NJ-7: Summer’s Ending: Retire the Flip Flops

I’m pleased to share a campaign update with Blue Jersey’s readers today.  Rosi has been after me for a while to write here and I’m happy to finally get the opportunity.  As many of you know, my name is Ed Potosnak and I’m the Democratic candidate for New Jersey’s 7th district.  I am a science teacher and a small business owner determined to take my real world experience to Washington to get the job done for our communities.  I’m running because I am concerned that America is losing its edge and my opponent Congressman Leonard Lance is more concerned with keeping his own job in Washington than with the job creation, industry development, and improvements in educational opportunities needed to make sure America remains competitive in the increasingly global economy.  

This past week, I’ve been taking Mr.

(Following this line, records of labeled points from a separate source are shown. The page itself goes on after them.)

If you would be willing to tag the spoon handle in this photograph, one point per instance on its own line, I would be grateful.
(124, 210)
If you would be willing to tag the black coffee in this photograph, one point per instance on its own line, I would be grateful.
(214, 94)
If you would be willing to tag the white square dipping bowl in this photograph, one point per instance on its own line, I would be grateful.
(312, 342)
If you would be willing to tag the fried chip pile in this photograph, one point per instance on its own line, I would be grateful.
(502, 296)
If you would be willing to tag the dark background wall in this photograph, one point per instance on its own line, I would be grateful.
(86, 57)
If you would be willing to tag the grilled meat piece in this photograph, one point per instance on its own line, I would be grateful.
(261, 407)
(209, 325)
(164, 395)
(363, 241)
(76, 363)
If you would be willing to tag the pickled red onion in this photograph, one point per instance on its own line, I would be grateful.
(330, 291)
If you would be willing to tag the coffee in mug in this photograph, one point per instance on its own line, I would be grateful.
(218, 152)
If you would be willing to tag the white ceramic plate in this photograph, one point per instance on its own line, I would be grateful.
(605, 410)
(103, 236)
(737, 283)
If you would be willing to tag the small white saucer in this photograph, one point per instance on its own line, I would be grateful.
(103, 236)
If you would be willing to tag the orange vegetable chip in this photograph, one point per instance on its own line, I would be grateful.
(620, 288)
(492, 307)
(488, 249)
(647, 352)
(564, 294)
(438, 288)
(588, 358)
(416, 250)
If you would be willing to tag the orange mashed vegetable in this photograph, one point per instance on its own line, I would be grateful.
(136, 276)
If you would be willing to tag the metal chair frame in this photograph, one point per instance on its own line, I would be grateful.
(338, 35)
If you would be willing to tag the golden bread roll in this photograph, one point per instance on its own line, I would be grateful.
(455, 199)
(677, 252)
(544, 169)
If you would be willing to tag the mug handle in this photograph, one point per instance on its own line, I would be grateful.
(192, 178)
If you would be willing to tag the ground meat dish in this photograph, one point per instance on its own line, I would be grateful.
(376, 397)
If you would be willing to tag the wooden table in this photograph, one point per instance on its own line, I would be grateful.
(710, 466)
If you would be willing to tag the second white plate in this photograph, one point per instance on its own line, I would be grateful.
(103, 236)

Lance to task on his conflicting statements and actions regarding the appropriations process since his 2008 campaign.  When State Senator Lance was campaigning for Congress, he signed a pledge stating that he would not request federal earmarks. Once in Washington, he quickly sought to obtain earmarks (nearly $21 million in requests).  Mr. Lance changed his stance on earmarks again this year, under coercion of the conservative Republican leadership.  This led a conservative watchdog group to give Leonard Lance the “Jekyll and Hyde” award this April.  

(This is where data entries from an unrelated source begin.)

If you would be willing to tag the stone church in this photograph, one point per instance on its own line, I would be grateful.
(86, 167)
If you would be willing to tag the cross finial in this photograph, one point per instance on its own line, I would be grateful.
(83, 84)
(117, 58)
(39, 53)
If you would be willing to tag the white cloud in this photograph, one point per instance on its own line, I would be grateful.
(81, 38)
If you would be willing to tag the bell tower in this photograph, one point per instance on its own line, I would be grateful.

Just last week, Mr. Lance complained to a constituent that New Jersey was a ‘donor state’ in terms of paying federal taxes and getting little in return.  I agree: it is a major concern that we in the 7th district have the 13th highest tax burden of the 435 congressional districts and we receive a fraction of that money back from the federal government.  Of course, when we have a representative like Mr. Lance who doesn’t ask for the funding, we’re certainly not going see an increase in tax revenues invested here.  I’m tired of career politicians like Mr. Lance who act one way in Washington and then say what they think voters want to hear back at home.  What the voters want to hear is an honest answer.  I called out Mr. Lance on his earmark hypocrisy, and his office issued a weak denial, claiming he didn’t flip flop on the issue.

Follow me to the jump, for the timeline of this.

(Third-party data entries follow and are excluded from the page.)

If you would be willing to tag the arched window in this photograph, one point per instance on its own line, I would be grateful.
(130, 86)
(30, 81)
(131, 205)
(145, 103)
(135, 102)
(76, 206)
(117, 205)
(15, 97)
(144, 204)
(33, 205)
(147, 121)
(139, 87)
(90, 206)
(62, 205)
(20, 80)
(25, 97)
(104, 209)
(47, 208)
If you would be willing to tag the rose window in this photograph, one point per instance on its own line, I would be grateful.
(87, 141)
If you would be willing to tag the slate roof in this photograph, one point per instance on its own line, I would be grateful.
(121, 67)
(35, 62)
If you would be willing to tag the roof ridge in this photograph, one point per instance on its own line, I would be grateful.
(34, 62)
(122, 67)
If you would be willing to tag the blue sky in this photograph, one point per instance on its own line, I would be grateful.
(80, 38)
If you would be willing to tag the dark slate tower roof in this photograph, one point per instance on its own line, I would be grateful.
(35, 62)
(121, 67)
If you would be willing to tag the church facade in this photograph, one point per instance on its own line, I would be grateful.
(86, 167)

Let’s be clear on the timeline:

October 15, 2008: Lance signs Council for Citizens Against Government Waste no earmark pledge.

April 2009:  Lance is named a “porker of the month” by Council for Citizens Against Government Waste in reference to his requests for earmarks during the FY2010 appropriations process.

February 2010:  Lance declines to request earmarks for FY2011.

April 2010: Lance receives the Jekyll and Hyde Award from Council for Citizens Against Government Waste, “for his ever-changing stance on earmarks; first signing a no-earmark pledge, then receiving $21 million in earmarks, then supporting the Republican earmark moratorium.”

August 18, 2010: Lance campaigns in Westfield and remarks that he would like to see increased federal appropriations to New Jersey.

If that’s not flip flopping, I don’t know what is.  I want to be clear where I stand on federal project requests (earmarks) – I will fight to bring resources back to the 7th district that will best address our needs and improve our communities.   When I’m in Congress, I will establish a constituent advisory group to prioritize what projects need funding.  I believe in transparency- the voters should know what requests are made on their behalf and they should know that their representative is looking out for their best interests and needs.  A career politician like Leonard Lance might prefer to take his cues on earmarks from special interests and his political leadership, but I’d rather consult the voters.

Mr. Lance has been in elected office nearly a quarter century and since going to Washington, he has changed.  We need to hold him accountable for results.  Voters need to ask themselves: In the two years he’s been in Congress, has Mr. Lance worked harder for me than he has for his own re-election?

I’m not running for Congress for a job, I’m running to get a job done.